Angular measure only has degrees. We should be fine with angles subjected to a point, unless somebody decided fractions beat decimals.
The SI unit for angular measure is radians:
* https://en.wikipedia.org/wiki/Radian
Also:
Is it possible to pick one system? Also, "3.2 inches" is difficult to measure. Rulers that measure in less than an inch use fractions, not decimals. It usually goes by 1/8ths, then 1/4 and 1/2, but some rulers have 1/16ths. 3/16" is .187 inches which is pretty close I guess.
decimal inch rulers (& tape measures) are available; i have several. imo they're much more useful than fractional rulers in the context of machining, where the natural base unit, if you're not in metric, is 0.001” ('one thou')
This whole article is a bit confused. Image quality isn’t about the ability to discern detail. Many people cannot see the detail in their 4k TVs or a photo, it’s about not seeing visible pixelation.
Those aren’t the same thing. Visible pixelation is connected to contrast and color depth. That’s why a perfectly smooth gradient appears as bands of color in poorly encoded images and video. There’s no detail in gradients at all. The pixelation is due to a lack of color information.

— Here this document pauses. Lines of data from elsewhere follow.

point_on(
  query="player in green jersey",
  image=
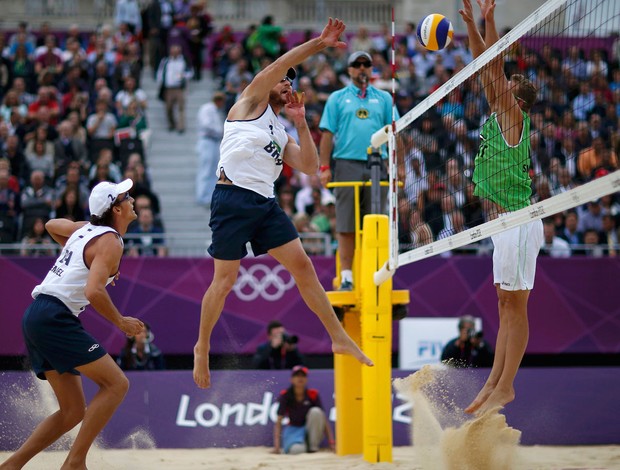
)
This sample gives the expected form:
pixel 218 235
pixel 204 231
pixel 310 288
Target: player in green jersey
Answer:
pixel 501 176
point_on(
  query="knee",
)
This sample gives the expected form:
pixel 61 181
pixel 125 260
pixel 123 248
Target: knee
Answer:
pixel 300 266
pixel 223 284
pixel 73 415
pixel 118 387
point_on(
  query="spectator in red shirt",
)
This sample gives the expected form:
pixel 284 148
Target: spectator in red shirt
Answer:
pixel 45 99
pixel 308 424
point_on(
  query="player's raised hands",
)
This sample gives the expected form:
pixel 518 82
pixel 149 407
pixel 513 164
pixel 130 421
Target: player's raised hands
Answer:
pixel 487 9
pixel 332 32
pixel 467 12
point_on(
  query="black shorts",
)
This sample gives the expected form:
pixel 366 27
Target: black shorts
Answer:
pixel 56 339
pixel 239 216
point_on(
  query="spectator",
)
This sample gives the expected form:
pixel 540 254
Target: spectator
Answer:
pixel 9 209
pixel 308 424
pixel 39 158
pixel 140 353
pixel 69 206
pixel 128 94
pixel 131 123
pixel 469 349
pixel 159 14
pixel 33 244
pixel 37 201
pixel 211 118
pixel 199 26
pixel 172 76
pixel 68 149
pixel 11 104
pixel 17 160
pixel 147 238
pixel 49 61
pixel 128 12
pixel 279 351
pixel 101 124
pixel 594 157
pixel 553 245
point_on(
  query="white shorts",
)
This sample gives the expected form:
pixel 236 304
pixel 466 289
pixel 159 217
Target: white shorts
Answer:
pixel 514 256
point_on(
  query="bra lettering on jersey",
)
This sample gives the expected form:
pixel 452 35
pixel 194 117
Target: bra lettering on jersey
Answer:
pixel 273 149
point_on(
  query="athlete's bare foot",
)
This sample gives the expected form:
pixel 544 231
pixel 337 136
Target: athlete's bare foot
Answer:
pixel 497 400
pixel 348 346
pixel 202 375
pixel 482 396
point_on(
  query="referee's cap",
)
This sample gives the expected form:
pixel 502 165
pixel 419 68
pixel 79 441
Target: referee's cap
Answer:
pixel 359 55
pixel 104 195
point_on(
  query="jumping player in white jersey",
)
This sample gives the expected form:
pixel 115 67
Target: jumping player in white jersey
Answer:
pixel 58 346
pixel 243 206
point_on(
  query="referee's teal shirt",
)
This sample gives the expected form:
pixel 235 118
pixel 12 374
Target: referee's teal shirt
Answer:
pixel 353 119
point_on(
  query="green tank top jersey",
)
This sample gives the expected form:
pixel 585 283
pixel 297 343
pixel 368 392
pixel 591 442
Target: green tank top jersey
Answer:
pixel 501 172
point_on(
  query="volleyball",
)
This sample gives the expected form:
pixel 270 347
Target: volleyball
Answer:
pixel 435 32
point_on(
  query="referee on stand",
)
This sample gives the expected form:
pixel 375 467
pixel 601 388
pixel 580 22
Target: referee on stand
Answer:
pixel 351 116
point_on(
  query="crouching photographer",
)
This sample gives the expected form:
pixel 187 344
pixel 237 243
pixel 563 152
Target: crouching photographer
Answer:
pixel 469 349
pixel 279 351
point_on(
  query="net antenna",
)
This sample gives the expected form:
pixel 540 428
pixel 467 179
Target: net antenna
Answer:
pixel 553 11
pixel 389 268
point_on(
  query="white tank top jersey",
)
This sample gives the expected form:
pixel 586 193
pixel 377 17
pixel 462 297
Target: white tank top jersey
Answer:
pixel 67 278
pixel 251 153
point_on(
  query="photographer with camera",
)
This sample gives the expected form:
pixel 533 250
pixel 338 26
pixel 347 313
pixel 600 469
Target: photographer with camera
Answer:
pixel 140 353
pixel 279 352
pixel 469 349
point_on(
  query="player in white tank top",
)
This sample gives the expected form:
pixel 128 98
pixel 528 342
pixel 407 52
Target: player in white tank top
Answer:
pixel 253 149
pixel 252 152
pixel 67 278
pixel 58 345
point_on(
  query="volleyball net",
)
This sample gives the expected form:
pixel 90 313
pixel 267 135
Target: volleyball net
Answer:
pixel 564 153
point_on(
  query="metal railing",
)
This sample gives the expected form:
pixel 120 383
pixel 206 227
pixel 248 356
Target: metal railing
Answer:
pixel 182 245
pixel 315 243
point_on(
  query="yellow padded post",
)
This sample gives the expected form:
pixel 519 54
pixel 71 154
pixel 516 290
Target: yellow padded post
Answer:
pixel 376 323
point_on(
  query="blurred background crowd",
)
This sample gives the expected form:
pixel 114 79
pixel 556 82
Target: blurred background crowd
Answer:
pixel 73 113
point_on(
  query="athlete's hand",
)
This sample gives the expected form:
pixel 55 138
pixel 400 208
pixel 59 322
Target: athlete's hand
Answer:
pixel 467 12
pixel 295 109
pixel 325 177
pixel 332 32
pixel 487 8
pixel 131 326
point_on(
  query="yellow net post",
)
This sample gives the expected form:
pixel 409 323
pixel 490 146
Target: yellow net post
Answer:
pixel 363 395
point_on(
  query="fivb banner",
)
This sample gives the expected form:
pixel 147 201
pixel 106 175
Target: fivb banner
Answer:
pixel 574 307
pixel 166 410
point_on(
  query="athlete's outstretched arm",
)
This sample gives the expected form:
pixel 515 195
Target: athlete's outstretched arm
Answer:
pixel 505 104
pixel 303 157
pixel 257 92
pixel 478 45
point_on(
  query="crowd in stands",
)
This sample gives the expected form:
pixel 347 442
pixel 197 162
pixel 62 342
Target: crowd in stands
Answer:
pixel 72 114
pixel 574 131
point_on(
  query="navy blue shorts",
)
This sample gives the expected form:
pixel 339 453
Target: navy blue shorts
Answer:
pixel 239 215
pixel 56 339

On top of that printers use different numbers of colors (from 3 to 11 or more) and different ways of sizing and layering dots (if you aren’t using continuous tone printers which are very rare nowadays).
Then you have to add in the ability to up res images plausibly using modern algorithms. Whereas before we were always stretching the data we had, now by adding false detail using ML we can scale a significant amount without a visible reduction in quality. That can be very effective at removing pixelation while preserving the original image content.
So in reality there aren’t hard and fast rules. It’s totally image and output dependent.
aaronbrethorst•6mo ago
alwa•6mo ago
If the optics that captured the image are such that its sharpest feature spans multiple pixels, TFA provides some handy rules of thumb to adjust your print size down accordingly.